With pleasure. We expect that 4 billion of the world’s 7 billion people will watch the opening ceremony, which will be the biggest single opportunity in our lifetime to showcase this country, its history, its culture and its tourism to the whole world. I want it to be of great benefit in places such as the Peak district and my hon. Friend’s constituency, and that is why I went to the east midlands and had a very positive session with the local tourism industry on how it can harness the amazing opportunities that we will have next year.
When Lord Coe decided that Dow Chemical was a suitable ethical partner for the Olympics, was he aware that earlier this year, in May, it had been blacklisted by the Indian Ministry of Agriculture for five years for bribing officials to get the chemical, Dursban, fast-tracked before the growing season—a chemical that has been banned in the United States for some years because of its health risk to human beings?
That is why next year we will have the biggest ever marketing campaign to encourage people to take a holiday at home. It is designed to encourage the whole UK not to take for granted what we have on our doorstep. I know that my hon. Friend has great local stories, such as the Pendle witches, which he would like the whole country to find out more about, and next year is the moment to do so.
We have had extensive consultations with the Metropolitan police and all the security agencies about security for London 2012. The Metropolitan police assistant commissioner with responsibility for that area, Chris Allison, gave a presentation to the organising committee before the passage of the recent London Olympic and Paralympic Games (Amendment) Bill, and the Met has raised no such concerns.
May I thank the ministerial team and the Opposition parties for their support for my Live Music Bill, which passed through its entire Committee stage yesterday?
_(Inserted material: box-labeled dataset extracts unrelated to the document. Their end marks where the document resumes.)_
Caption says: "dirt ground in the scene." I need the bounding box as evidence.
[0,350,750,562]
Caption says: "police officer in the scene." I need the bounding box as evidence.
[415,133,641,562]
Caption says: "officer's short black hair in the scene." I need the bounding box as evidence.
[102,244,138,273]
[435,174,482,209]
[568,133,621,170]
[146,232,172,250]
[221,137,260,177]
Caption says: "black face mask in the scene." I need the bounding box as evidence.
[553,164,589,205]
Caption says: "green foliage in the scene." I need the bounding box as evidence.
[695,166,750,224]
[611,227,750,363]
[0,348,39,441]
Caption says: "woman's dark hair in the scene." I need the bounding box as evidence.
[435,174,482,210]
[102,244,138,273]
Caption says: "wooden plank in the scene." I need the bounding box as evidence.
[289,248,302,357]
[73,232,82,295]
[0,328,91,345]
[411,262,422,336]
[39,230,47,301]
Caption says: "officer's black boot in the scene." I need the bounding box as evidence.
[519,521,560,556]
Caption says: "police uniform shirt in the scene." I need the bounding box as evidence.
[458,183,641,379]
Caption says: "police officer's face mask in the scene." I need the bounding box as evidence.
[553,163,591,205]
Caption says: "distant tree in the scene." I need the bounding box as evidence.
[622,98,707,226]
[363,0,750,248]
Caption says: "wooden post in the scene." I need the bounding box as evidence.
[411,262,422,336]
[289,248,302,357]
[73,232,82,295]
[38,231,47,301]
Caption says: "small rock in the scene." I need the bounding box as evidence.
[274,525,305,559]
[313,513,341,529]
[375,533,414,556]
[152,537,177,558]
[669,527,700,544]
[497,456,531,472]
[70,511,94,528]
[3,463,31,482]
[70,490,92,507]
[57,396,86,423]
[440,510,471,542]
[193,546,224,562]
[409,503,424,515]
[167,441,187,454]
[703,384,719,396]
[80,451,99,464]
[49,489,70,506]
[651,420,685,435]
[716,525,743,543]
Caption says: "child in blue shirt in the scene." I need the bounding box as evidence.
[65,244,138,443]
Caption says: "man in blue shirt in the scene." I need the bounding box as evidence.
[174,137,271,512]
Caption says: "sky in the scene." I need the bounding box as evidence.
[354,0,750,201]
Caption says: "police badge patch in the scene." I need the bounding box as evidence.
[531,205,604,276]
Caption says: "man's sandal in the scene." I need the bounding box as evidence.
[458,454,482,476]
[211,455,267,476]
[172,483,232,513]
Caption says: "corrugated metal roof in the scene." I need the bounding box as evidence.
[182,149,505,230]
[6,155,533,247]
There are, however, fears among some residents associations that it will reduce protections against noise and antisocial behaviour. Will the Minister confirm that that is not the case and that, although we wish to see an explosion of live music in small venues, we want to continue to protect residents who live close to pubs and clubs?
May I join everybody in the House in congratulating my right hon. Friend and, indeed, his compatriot Lord Clement-Jones at the other end of the corridor, who have been instrumental in guiding the Bill through both Houses so far? I can reassure him, as he said, that protections for local residents and local residents groups will be maintained as they are.
If it is right to cut the school sports budget by £162 million, a 60% cut, why is it right to double the budget for the opening and closing ceremonies of the Olympics from £40 million to £80 million?
In a sense, the hon. Gentleman has answered his own question. The two figures are in no way comparable. The amount of money that goes into school sport—[Interruption.] I have to say to Ms Harman that even she might have worked out that £160 million each year is a great deal more than £40 million once.
Order. I am sure that the House wants to hear the question from Dr Thérèse Coffey.
Thank you, Mr Speaker. Tomorrow is the deadline for schools to register for the Get Set network, part of the Olympic legacy that can cover every school in our land. Will the Minister encourage children, parents and teachers to ensure that their schools are registered and take full advantage of the values and benefits on offer?
I most certainly will. More than 20,000 schools up and down the country have now signed up to the Get Set programme, and I absolutely encourage every school across the country to do likewise. It is also great news that another 11,000 schools have signed up to the school games project, and I encourage many more to do that.